Mark Lancaster
Customer Experience Should Not Be the Job of Just One Person
The whole world is going digital and it’s having an immense impact on organizations’ abilities to engage with customers. Through digital channels, social media and mobile communications, consumers today orchestrate their own experiences, choosing how and when they want to interact with companies’ brands.
This creates a number of challenges for organizations, as they attempt to provide timely, consistent and personalized experiences to customers across channels.
With less than half of companies rating their customer experience as exceptional yet 89 percent saying that they plan to compete primarily on the basis of customer experience by 2016, according to a recentGartner report, businesses certainly have a lot of work to do.
The solution, however, is not a quick fix. Do not delegate this responsibility to one person by hiring a vice president of customer experience. Someone in this role might sporadically effect change in isolated pockets.
But making this one hire would not represent the holistic approach that’s needed. Customer experience needs to be the responsibility of the entire business, not just one person or department.
Business leaders should ask themselves if their organization is truly set up to effectively manage the customer experience. Unfortunately, more often than not, the answer is no, as businesses maintain a traditional organizational structure.

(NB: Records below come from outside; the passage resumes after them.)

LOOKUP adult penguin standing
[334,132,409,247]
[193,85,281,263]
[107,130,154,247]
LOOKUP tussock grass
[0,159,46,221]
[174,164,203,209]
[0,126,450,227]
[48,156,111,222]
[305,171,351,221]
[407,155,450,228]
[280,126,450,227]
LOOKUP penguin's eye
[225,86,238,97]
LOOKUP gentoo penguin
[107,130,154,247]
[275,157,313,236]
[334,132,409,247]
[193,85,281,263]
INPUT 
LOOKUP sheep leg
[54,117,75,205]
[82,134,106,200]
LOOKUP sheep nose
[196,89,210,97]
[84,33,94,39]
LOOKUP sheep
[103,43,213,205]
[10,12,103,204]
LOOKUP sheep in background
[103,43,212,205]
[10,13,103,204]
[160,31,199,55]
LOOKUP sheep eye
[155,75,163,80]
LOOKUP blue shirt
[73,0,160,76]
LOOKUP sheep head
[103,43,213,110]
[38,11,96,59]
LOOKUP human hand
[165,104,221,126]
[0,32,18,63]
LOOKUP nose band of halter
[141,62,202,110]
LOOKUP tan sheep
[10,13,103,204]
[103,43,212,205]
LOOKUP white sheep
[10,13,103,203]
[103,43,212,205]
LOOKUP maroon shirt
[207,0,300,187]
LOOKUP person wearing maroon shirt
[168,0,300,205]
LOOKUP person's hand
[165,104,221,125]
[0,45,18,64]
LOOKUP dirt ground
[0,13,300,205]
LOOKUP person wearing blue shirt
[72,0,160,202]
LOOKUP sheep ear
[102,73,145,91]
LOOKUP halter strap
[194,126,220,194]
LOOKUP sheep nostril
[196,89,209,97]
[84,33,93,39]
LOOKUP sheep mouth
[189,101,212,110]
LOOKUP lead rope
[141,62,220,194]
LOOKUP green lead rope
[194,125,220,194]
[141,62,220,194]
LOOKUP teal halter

Architected over the last 100 years to support conventional ways of doing business, this structure does not cater to the digital world of today. Each department operates as a silo: The sales department doesn’t talk to marketing. Each unit runs its own campaigns and tracks separate key performance indicators for success.
For a company to be truly be successful, every single one of those silos needs to be aligned. And all department leaders along with the executive team must have shared customer experience objectives that they are measured on. Delegating responsibility to help tear down these silos won’t help, as this just adds another layer to the problem.

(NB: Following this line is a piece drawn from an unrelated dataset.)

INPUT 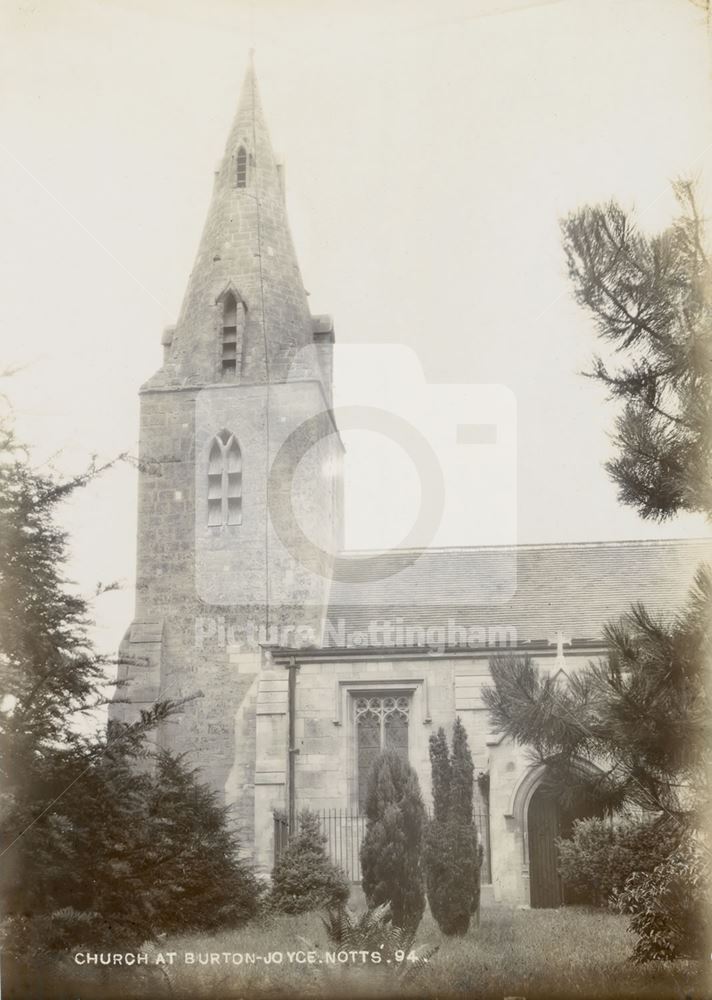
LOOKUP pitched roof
[326,539,712,647]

Instead, the CEO needs to take charge, ensuring the entire executive team is marching toward the same goals when it comes to customer success.
Once organizational alignment is established, technology can be used to help foster a customer focus throughout a business. It can further establish internal collaboration by providing a unified view of customer information across the business.

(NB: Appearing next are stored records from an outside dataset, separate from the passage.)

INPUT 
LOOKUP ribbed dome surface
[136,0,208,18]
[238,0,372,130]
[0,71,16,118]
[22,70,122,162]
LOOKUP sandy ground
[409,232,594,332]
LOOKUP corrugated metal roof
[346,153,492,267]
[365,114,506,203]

Giving employees a platform for sharing and exchanging information is only a first step, though. Firms should focus on helping people access the information they need and filter out the information they don’t, thus educing the signal-to-noise ratio.
Additionally, organizations should ensure they have the right technology solutions in place to help with customer communication. Every interaction with a customer or potential one should be timely, relevant and accurate. And solutions that assist with web-content management, languages and translation, campaigns and analytics can play a large role in this, so that consumer preferences and contexts are considered.
It is critical, however, that all technology pieces are integrated and used together appropriately. Otherwise, the customer experience will be disjointed, with inconsistent and irrelevant messaging.
Beyond assembling a team and ensuring alignment, CEOs should think ahead and foresee customer needs. If it’s appropriate, make acquisitions to meet those needs or perhaps develop a new product. These radical changes are not made overnight. But to accomplish them, executives need to be on the same page.
Unless a vice president of customer experience is taking over for the CEO, overly focusing on that customer role would just be applying a Band-Aid to the larger organizational issues at hand. Take the time to make these shifts and customers will be thankful.